Give this problem a try 430. Flatten a Multilevel Doubly Linked List.

Note: Some might wonder why you’d use this odd data structure. One use case is a simplified version of Git branching, where flattening the list is like merging all branches, even though that’s not exactly how git merge works.

Problem Statement

You are given a doubly linked list, which contains nodes that have a next pointer, a previous pointer, and an additional child pointer. This child pointer may or may not point to a separate doubly linked list, also containing these special nodes. These child lists may have one or more children of their own, and so on, to produce a multilevel data structure as shown in the example below.

Given the head of the first level of the list, flatten the list so that all the nodes appear in a single-level, doubly linked list. Let curr be a node with a child list. The nodes in the child list should appear after curr and before curr.next in the flattened list.

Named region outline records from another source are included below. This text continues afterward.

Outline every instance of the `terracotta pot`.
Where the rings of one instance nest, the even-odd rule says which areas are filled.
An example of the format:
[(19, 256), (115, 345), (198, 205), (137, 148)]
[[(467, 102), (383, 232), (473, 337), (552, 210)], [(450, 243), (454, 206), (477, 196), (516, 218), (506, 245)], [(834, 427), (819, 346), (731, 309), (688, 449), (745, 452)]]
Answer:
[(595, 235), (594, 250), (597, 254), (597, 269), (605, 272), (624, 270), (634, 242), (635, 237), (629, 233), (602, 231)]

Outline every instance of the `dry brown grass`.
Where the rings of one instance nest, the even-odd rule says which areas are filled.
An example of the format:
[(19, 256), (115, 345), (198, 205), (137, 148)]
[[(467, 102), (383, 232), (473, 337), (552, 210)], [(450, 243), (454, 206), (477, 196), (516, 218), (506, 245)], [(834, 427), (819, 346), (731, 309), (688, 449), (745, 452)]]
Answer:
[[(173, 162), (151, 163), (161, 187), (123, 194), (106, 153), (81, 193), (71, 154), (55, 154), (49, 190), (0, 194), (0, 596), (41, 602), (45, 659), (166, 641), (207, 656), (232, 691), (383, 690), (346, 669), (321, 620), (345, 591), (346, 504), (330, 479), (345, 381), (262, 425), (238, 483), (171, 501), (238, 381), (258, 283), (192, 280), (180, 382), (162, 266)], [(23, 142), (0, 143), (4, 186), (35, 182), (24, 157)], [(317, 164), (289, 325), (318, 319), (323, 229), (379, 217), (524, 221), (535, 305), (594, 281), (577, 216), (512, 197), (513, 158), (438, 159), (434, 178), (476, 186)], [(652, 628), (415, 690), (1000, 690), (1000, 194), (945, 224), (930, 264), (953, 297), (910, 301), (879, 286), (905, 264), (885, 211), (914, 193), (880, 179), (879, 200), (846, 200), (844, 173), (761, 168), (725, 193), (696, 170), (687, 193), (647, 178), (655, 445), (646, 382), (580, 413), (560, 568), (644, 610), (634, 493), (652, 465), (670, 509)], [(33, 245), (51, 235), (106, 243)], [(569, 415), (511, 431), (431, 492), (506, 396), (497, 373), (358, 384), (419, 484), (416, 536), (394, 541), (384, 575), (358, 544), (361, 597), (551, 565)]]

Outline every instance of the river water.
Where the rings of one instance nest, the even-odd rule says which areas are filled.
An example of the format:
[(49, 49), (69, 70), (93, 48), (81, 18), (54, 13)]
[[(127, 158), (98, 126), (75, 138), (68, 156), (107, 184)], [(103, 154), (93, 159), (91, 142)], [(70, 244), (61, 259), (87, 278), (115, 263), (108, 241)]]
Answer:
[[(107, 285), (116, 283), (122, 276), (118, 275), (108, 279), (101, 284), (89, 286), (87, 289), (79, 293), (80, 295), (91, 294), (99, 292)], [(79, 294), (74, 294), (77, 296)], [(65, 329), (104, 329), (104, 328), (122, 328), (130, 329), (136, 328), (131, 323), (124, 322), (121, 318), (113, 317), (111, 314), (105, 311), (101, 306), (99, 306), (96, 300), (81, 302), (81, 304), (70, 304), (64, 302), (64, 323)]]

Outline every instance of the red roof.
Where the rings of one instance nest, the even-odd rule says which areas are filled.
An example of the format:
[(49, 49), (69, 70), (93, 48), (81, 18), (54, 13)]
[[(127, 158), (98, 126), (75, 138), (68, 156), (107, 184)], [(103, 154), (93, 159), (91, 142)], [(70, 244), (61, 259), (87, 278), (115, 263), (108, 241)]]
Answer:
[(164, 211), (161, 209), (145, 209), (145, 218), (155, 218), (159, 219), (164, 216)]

Return the head of the flattened list. The nodes in the list must have all of their child pointers set to null.

Examples

Example 1

Input: head = [1,2,3,4,5,6,null,null,null,7,8,9,10,null,null,11,12]
Output: [1,2,3,7,8,11,12,9,10,4,5,6]

Example 1

Input: head = [1,2,null,3]
Output: [1,3,2]

Example 3

Input: head = []
Output: []

Constraints

The number of Nodes will not exceed 1000.
1 <= Node.val <= 10^5

Prerequisite Knowledge

DFS
Linked List
Tree Traversal

Example Code

/*
// Definition for a Node.
class Node {
    public int val;
    public Node prev;
    public Node next;
    public Node child;
};
*/

class Solution {
    public Node flatten(Node head) {
        if (head == null) return head;
        
        Node pseudoHead = new Node(0, null, head, null);

        Stack<Node> stack = new Stack<>();
        stack.push(head);
        
        Node curr = pseudoHead, prev = pseudoHead;
        while (!stack.isEmpty()) {
            curr = stack.pop();
            prev.next = curr;
            curr.prev = prev;

            if (curr.next != null) stack.push(curr.next);
            if (curr.child != null) {
                stack.push(curr.child);
                curr.child = null;
            }

            prev = curr;
        }

        pseudoHead.next.prev = null;
        return pseudoHead.next;
    }
}

Complexity Analysis

Time Complexity: O(n)
Space Complexity: O(n)

Sign-off

Congratulations on making it this far! Best of luck in your future competitions!